Встреча и собеседование с небытием — так я определяю эпос, требующий в калейдоскопических играх разных книг находить движение кризисного сознания. Оно оценивает человека в общении с собственной смертью, приходящей в масках, не допускающих однообразия.

П.Краснов обнаруживает в новейшей истории вирус самоубийства, который входит в хорошего русского человека, не справляющегося с отчаянием. А.Проханов в каждом романе выстраивает эсхатологический сюжет, показывая лучшие силы всех русских империй в противостоянии с коллективным антихристом. В.Лидский и М.Гиголашвили находят садизм и тоску небытия в национальной истории, совмещая при этом сюжеты древности и нового века. Для В.Пелевина злой пустоте рационализма противостоит чистая пустота освобождения от всех уровней внешней власти и внутренней зависимости.

Э.Лимонов, повествуя о себе, жене и детях, вдруг начинает вещать о том, что главное небытие — это боги, питающиеся людской энергией и заинтересованные в нашей жертвенности. А.Иличевский показывает интеллигентного мужчину под атакой интуиций, приближающих уничтожение, и пытается создать "сюжет выздоровления". В романах А.Потёмкина чёрной воронкой предстаёт особый тип сознания, сочетающий религиозную метафизику, алкоголизм, наркоманию и национальное стремление к самоуничижению. Проблема столкновения человека с небытием интересует Мамлеева и Шишкина, Буйду и Липскерова, Елизарова и Пепперштейна. Сенчина и Прилепина. Дело не только в "Чёрной обезьяне", можно вспомнить, например, "маленькую повесть" "Оглобля". Или новый роман Шаргунова "1993": герой, съедаемый бытом, неказистой семейной жизнью, дотягивается до бессмертия в форме сгорания в огне быстротечной революции.

Без преувеличения можно сказать, что современные русские писатели (и здесь они — соратники мастеров Запада) воссоздают логику идей и жизнь героев, приближающих конец мира. Как они оценивают эти действия — другой вопрос, убеждающий, что мы имеем дело с эпосом действительно нового времени: даже те мастера слова, кто мыслит себя категорическим борцом с небытием, оказываются в сфере его сильного влияния. Что делать, это и природа литературы: полюса добра и зла теряют свои жёсткие очертания в контексте распространяющихся полутонов.

Человек устал: от государства, идеологии, религии, самого себя. Устал русский человек, устал западный. Задача мастера словесности — мирооправдание. Критика должна быть позитивным эпосом нашего времени.

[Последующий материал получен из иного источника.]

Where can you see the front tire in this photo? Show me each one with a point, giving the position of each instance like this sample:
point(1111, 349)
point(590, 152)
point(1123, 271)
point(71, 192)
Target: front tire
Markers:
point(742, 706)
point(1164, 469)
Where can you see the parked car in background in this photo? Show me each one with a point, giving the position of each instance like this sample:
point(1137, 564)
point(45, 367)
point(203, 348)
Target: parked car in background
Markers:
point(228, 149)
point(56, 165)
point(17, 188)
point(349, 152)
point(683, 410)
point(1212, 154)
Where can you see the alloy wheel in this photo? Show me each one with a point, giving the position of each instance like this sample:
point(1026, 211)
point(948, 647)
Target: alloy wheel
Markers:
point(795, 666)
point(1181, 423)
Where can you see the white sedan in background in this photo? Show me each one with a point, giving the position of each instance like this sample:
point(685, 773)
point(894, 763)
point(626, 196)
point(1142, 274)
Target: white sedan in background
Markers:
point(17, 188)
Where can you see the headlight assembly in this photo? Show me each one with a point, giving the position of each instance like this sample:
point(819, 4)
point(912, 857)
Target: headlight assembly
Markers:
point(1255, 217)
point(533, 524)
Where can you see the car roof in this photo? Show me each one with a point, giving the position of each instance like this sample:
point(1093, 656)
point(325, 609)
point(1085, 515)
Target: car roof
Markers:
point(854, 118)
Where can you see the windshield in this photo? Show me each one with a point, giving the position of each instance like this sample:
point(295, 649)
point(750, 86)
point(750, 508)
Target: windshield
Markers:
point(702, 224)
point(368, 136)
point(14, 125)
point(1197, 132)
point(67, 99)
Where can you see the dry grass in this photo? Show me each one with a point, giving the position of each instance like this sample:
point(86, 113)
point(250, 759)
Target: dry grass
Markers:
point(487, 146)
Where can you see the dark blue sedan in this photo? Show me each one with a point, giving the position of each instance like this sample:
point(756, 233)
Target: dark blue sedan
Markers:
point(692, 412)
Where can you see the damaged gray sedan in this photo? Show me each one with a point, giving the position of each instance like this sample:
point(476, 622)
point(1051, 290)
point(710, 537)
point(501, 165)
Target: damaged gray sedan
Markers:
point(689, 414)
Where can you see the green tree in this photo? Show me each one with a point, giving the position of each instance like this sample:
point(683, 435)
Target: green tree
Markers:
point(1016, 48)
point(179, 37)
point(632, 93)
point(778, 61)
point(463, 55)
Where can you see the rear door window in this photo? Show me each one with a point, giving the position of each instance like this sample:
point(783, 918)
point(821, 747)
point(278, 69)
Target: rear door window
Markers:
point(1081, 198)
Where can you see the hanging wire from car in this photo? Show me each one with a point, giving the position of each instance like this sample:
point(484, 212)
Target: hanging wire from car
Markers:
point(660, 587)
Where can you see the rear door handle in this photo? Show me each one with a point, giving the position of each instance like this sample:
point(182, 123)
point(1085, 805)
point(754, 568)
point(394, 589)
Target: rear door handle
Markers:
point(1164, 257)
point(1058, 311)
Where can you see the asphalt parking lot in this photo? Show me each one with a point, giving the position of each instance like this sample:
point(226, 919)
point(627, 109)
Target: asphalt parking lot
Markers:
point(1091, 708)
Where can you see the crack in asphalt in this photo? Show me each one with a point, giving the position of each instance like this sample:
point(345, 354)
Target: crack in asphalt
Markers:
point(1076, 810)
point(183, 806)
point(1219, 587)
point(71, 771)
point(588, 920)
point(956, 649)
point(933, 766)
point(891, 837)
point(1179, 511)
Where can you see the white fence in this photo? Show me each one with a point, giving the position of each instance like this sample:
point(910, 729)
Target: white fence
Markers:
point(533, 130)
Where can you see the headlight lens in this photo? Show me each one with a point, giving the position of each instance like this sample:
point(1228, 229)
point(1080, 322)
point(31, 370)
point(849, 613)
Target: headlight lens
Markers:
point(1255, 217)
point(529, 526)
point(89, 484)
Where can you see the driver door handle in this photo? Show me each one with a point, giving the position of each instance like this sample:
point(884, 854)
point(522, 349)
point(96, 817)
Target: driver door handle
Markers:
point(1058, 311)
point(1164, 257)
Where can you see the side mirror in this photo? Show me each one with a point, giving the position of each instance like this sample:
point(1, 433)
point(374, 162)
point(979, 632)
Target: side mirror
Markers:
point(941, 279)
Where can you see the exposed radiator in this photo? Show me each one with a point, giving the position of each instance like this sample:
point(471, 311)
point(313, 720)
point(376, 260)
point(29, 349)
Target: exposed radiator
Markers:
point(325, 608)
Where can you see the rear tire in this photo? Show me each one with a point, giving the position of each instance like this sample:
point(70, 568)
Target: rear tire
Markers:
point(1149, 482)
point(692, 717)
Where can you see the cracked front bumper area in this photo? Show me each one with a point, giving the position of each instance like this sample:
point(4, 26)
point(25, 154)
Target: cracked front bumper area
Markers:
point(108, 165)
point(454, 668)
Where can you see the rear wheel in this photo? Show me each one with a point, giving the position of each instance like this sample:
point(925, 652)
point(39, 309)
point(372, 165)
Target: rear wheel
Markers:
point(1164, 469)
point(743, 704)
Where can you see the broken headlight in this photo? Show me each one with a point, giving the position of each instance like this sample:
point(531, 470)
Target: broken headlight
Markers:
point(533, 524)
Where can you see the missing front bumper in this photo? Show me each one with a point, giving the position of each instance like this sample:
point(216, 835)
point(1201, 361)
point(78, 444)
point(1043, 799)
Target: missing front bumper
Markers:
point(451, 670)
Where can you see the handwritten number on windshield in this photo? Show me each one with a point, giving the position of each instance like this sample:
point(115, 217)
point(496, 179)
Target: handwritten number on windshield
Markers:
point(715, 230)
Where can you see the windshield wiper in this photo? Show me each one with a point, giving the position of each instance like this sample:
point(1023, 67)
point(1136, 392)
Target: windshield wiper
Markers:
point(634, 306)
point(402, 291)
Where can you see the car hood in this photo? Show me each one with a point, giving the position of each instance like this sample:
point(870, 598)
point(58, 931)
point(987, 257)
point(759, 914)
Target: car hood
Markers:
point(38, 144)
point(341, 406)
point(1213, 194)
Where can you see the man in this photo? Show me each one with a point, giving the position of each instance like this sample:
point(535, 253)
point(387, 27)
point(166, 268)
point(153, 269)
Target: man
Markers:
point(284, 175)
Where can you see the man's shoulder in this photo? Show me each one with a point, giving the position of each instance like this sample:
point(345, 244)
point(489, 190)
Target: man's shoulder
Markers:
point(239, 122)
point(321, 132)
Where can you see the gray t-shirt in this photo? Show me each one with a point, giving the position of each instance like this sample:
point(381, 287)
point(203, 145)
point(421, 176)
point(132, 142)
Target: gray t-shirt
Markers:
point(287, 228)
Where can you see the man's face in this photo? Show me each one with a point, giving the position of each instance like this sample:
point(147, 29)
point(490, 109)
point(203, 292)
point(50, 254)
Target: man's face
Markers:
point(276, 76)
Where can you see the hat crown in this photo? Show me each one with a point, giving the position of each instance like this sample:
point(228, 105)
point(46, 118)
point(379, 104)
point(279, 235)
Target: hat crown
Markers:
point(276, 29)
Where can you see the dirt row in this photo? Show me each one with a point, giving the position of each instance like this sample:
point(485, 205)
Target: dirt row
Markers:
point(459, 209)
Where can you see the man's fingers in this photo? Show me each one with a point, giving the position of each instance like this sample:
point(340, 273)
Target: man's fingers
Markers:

В связи с этой формулой стоит вспомнить Кожинова. Три года назад на Армавирских чтениях мне пришлось говорить о Кожинове и Кузнецове как о творцах эпического романа — как мироощущения и стиля сознания, совмещающего строгость фабулы и широту русского сюжета.

Жизнь Кожинова и его тексты наводят ещё на одну мысль: критика, иногда становясь публицистикой, историософией или даже политикой, должна взойти на высоту символической автобиографии, стать внутренним романом человека, пишущего о литературе. Ему стоит понять, что он — не жалкий рецензент, не прислуга писателя, не исполнитель заказа дурака-редактора, а создатель собственного духовного мира посредством работы с не им созданными текстами. Размышлять о литературе, решая двойную задачу: создавать эпос времени, одновременно создавая себя. Такая форма письма обязательно найдёт своего читателя.